Hi. We have survived week one of having two children. Yes, we are tired. Yes, we have lots of laundry to catch up on. But we are happy and feeling full. Carter is a wonderful baby and has been very good at nights so far. Sadie was a very different newborn. She was always a delight, but getting her used to sleeping at night and being awake in the day was a challenge. Carter has proven to be so much easier (so far). Sadie has been such a rough sleeper her whole life that waking up a few times a night to feed and change Carter really isn’t too big of a change for me. I’m used to not sleeping. I haven’t slept through a night in a while and I’ve grown to not need or expect it.
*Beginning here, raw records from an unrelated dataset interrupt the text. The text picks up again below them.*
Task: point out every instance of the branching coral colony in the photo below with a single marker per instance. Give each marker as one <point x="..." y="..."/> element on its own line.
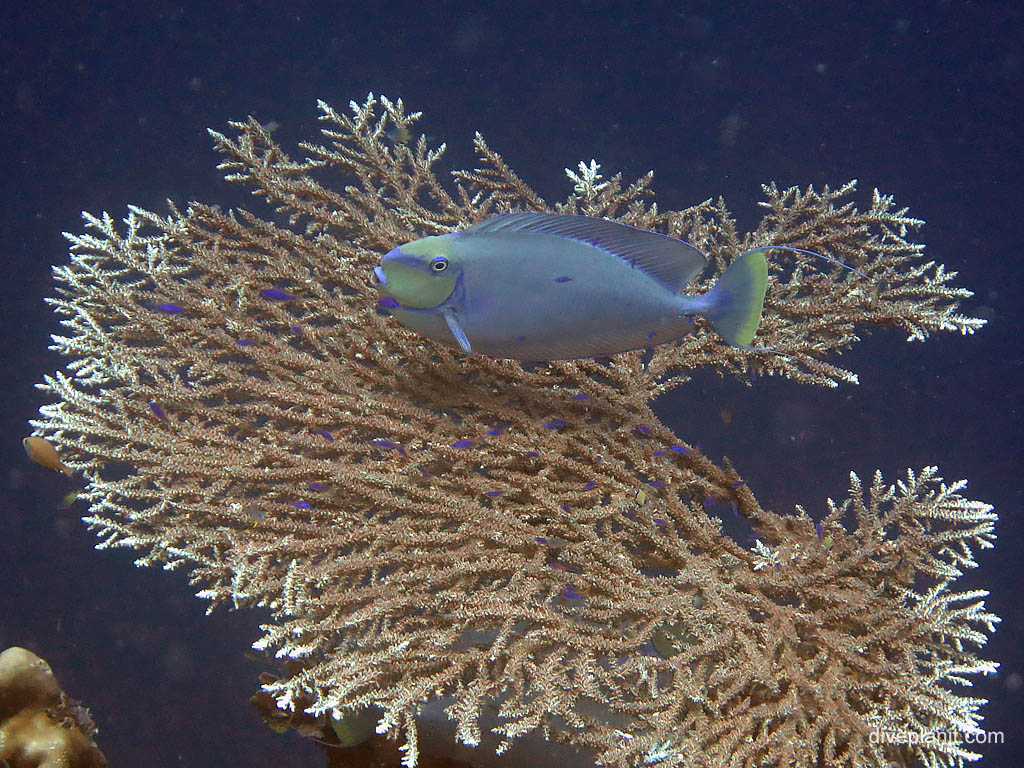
<point x="426" y="525"/>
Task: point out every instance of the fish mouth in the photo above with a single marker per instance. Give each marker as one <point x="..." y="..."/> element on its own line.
<point x="378" y="279"/>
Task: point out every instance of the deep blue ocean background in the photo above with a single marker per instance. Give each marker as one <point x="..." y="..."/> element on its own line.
<point x="105" y="103"/>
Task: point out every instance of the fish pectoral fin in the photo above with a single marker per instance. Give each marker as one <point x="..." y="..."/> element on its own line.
<point x="457" y="332"/>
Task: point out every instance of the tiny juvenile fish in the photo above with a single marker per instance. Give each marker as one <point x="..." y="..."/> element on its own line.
<point x="548" y="287"/>
<point x="43" y="454"/>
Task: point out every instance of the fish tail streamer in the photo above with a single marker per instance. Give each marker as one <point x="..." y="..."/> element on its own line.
<point x="734" y="304"/>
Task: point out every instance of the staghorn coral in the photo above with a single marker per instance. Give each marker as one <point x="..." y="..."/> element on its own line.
<point x="430" y="527"/>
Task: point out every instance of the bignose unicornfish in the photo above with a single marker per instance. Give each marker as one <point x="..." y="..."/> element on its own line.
<point x="549" y="287"/>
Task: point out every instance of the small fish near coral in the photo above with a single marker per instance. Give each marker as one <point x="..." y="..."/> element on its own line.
<point x="548" y="286"/>
<point x="43" y="454"/>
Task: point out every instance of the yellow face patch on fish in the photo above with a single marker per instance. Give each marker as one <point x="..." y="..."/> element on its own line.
<point x="419" y="274"/>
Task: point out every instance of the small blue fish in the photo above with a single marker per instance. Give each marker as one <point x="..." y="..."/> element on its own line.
<point x="497" y="288"/>
<point x="272" y="294"/>
<point x="169" y="308"/>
Our biggest change and challenge thus far has been Sadie. She is an amazing big sister and is unbelievably smitten by her baby brother. When she sees me first thing in the morning, she runs over to me at lightning speed to see her brother in my arms. She always wants to hold him and kiss him and tell him about the things he’ll do when he’s not a baby anymore. Although the love is strong in this new sibling relationship, we are still having our ups and downs with the change. Sadie regressed very seriously in the sleep department. She began refusing naps and bedtime. One of the first nights home with Carter she wouldn’t go to bed until 1am. That was a nightmare. But Devin and I have been very proactive about correcting this glitch. We cut her naps in half and started waking her up daily at 6:30am, no matter what time she went to bed. We also created a quiet environment from the time she wakes up from her nap until bedtime. We try and keep all the heavy stimulation and exploration to the morning time. These few tactics have been working for us and her sleep has improved drastically since changing up our routine.
Sadie also very obviously misses me. I miss her too. Of course I see her all day long, but it’s different now. My lap is usually occupied by a sleeping infant and many a times I am too busy nursing Carter to be able to play with her or read her books. I’ve even missed kissing her goodnight a night or two because I was in the middle of feeding Carter. I’m doing my absolute best to give them both everything I got. And although it’s not a perfect scenario, I feel good about the balancing effort I’ve put in and I can breathe easy knowing that there’s nothing more I can give that I’m not already giving.
I love these little babes so much. I can’t believe I have TWO children. I love saying children now. Not my kid, or my daughter but my children. They are both so rad. I love watching them together and I love watching my husband with them. I especially love the super duper bond that Devin has formed with Sadie in these weeks of paternity leave.
Anyways, if you were to ask us how we’re doing since becoming a family of four. I’d say that we are totally blissed out. Things are more challenging, days are shorter, grocery shopping is near impossible, sleep is something of the past but we are just glowing with joy. How lucky are we to have such happy, healthy and beautiful children.